Reputation: 1998
I have a column in my df that looks like below:
Service
DoorDash, Grubhub / Seamless, UberEats, Postmates
DoorDash, UberEats, Caviar, Tock
DoorDash
None
Caviar, Tock
None
Tock
DoorDash, Grubhub / Seamless, UberEats, Postmates
Grubhub / Seamless, UberEats
Is there an efficient manner in which I can create a new column for each service and if that service exists in the Service column, the value in the new column will be a boolean of True or False?
So if I have a list of service names such as:
DoorDash, Grubhub / Seamless, UberEats, Caviar, Postmates, JustEat, Deliveroo, Foodora, Grab, Talabat
I want to create a column for each of the names in the above list and have a value of True or False depending on if that service exists in the Service column?
Expected Output:
Service | DoorDash | Grubhub / Seamless | UberEats| Caviar | Postmates | JustEat | Deliveroo | Foodora | Grab | Talabat | Tock
DoorDash, Grubhub / Seamless, UberEats, Postmates True True True False True False False False False False False
DoorDash, UberEats, Caviar, Tock True False True True False False False False False False True
DoorDash True False False False False False False False False False False
None False False False False False False False False False False False
Caviar, Tock False False False True False False False False False False True
None False False False False False False False False False False False
Tock False False False False False False False False False False True
DoorDash, Grubhub / Seamless, UberEats, Postmates True True True False True False False False False False False
Grubhub / Seamless, UberEats False True True False False False False False False False False
Thank you for looking
Upvotes: 1
Views: 80
Reputation: 862661
Use Series.str.get_dummies
with convert to boolean, add missing values by list in DataFrame.reindex
and last add to original:
L = ['DoorDash', 'Grubhub / Seamless', 'UberEats', 'Caviar',
'Postmates', 'JustEat', 'Deliveroo', 'Foodora', 'Grab', 'Talabat']

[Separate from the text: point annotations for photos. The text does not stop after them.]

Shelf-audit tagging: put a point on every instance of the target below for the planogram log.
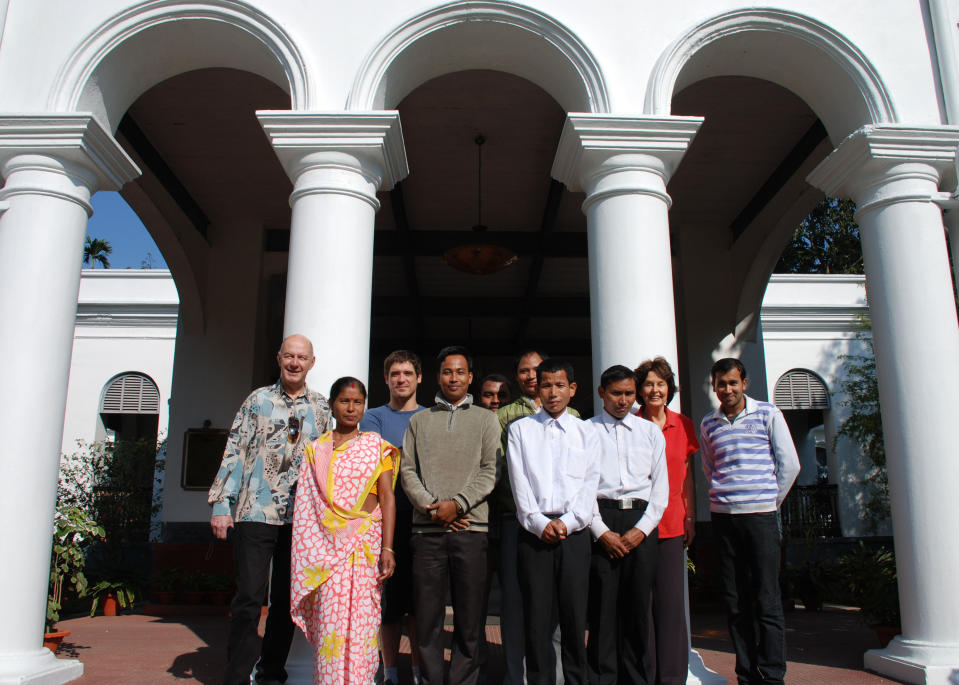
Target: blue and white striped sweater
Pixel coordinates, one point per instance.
(742, 462)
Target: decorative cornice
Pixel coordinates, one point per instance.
(882, 154)
(846, 55)
(813, 319)
(589, 141)
(73, 138)
(370, 138)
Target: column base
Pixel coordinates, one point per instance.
(915, 661)
(299, 665)
(699, 674)
(38, 668)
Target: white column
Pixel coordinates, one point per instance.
(337, 162)
(624, 164)
(52, 165)
(892, 173)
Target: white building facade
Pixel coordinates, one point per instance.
(644, 162)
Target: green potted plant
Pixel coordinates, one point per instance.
(869, 575)
(164, 584)
(73, 531)
(113, 593)
(220, 587)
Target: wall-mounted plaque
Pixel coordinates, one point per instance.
(202, 454)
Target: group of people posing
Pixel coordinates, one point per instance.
(370, 517)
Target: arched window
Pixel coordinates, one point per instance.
(130, 393)
(130, 407)
(801, 389)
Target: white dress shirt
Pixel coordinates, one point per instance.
(554, 470)
(632, 466)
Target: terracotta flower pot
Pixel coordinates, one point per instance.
(52, 640)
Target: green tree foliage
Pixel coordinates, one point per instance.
(864, 425)
(97, 250)
(826, 242)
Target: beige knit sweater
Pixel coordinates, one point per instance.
(450, 454)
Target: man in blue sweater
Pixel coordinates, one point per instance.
(750, 463)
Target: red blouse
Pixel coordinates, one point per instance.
(681, 444)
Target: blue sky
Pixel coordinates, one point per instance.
(115, 222)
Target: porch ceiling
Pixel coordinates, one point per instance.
(201, 127)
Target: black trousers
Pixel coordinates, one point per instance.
(619, 605)
(669, 652)
(454, 562)
(255, 546)
(554, 578)
(749, 565)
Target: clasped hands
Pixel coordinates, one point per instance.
(618, 546)
(448, 515)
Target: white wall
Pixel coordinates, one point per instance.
(126, 322)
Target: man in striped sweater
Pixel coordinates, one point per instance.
(750, 463)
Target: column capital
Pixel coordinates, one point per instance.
(75, 140)
(594, 145)
(883, 164)
(371, 140)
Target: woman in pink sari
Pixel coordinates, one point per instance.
(342, 541)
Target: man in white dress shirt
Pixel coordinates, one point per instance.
(631, 497)
(554, 469)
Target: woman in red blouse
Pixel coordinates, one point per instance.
(657, 385)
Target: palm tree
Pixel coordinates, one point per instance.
(96, 250)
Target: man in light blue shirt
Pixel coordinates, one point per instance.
(631, 497)
(403, 373)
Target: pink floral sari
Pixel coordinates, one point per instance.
(335, 597)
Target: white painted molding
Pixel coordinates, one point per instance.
(875, 156)
(368, 87)
(75, 75)
(372, 137)
(74, 138)
(662, 82)
(589, 140)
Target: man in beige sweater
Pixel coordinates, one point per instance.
(448, 470)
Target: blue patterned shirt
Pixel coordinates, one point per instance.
(261, 462)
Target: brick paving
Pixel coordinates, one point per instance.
(823, 647)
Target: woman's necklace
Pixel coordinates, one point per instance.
(340, 438)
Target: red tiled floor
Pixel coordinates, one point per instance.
(824, 647)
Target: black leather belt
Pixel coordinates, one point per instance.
(625, 503)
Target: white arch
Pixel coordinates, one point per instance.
(501, 36)
(100, 75)
(804, 55)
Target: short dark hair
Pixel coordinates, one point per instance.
(399, 357)
(494, 378)
(342, 383)
(616, 373)
(724, 366)
(555, 365)
(661, 368)
(525, 353)
(453, 350)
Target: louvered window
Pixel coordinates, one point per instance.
(131, 393)
(801, 389)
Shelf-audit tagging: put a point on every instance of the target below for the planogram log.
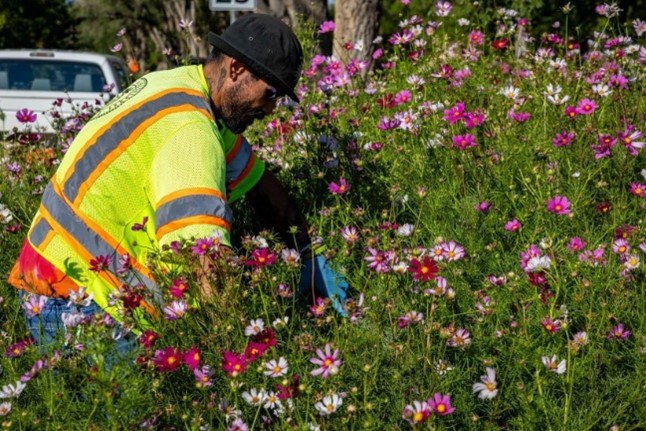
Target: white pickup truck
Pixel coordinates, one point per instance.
(34, 79)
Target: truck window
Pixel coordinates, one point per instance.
(47, 75)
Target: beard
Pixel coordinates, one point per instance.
(237, 114)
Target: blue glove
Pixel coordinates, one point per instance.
(327, 282)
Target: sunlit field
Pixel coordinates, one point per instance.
(482, 188)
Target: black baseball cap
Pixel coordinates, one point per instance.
(267, 46)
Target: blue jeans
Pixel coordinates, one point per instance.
(45, 326)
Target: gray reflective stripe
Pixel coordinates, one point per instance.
(39, 232)
(192, 205)
(86, 237)
(239, 161)
(121, 130)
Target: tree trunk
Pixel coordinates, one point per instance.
(356, 23)
(294, 12)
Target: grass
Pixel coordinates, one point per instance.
(390, 356)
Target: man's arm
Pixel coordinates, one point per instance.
(276, 210)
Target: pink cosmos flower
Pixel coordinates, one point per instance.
(192, 358)
(26, 116)
(327, 27)
(233, 364)
(552, 326)
(512, 225)
(327, 361)
(147, 338)
(563, 139)
(34, 305)
(605, 144)
(168, 359)
(461, 338)
(452, 251)
(571, 112)
(559, 205)
(203, 246)
(576, 244)
(203, 376)
(417, 413)
(618, 332)
(441, 404)
(465, 141)
(425, 270)
(175, 310)
(586, 107)
(261, 257)
(455, 114)
(638, 189)
(339, 189)
(476, 38)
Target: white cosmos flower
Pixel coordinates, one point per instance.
(255, 327)
(276, 368)
(12, 391)
(328, 405)
(552, 365)
(254, 397)
(488, 388)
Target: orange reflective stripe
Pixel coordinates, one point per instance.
(231, 154)
(123, 146)
(107, 126)
(243, 175)
(96, 228)
(77, 246)
(189, 192)
(198, 219)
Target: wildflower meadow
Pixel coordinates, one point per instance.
(482, 188)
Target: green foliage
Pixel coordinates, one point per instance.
(401, 176)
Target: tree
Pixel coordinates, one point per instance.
(36, 24)
(356, 22)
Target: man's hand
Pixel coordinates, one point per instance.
(318, 275)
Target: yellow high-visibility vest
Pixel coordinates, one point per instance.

df1 = (df.join(df['Service'].str.get_dummies(', ')
.astype(bool)
.reindex(L, axis=1, fill_value=False)))
print (df1)
Service DoorDash \
0 DoorDash, Grubhub / Seamless, UberEats, Postmates True
1 DoorDash, UberEats, Caviar, Tock True
2 DoorDash True
3 None False
4 Caviar, Tock False
5 None False
6 Tock False
7 DoorDash, Grubhub / Seamless, UberEats, Postmates True
8 Grubhub / Seamless, UberEats False
Grubhub / Seamless UberEats Caviar Postmates JustEat Deliveroo \
0 True True False True False False
1 False True True False False False
2 False False False False False False
3 False False False False False False
4 False False True False False False
5 False False False False False False
6 False False False False False False
7 True True False True False False
8 True True False False False False
Foodora Grab Talabat
0 False False False
1 False False False
2 False False False
3 False False False
4 False False False
5 False False False
6 False False False
7 False False False
8 False False False
Upvotes: 1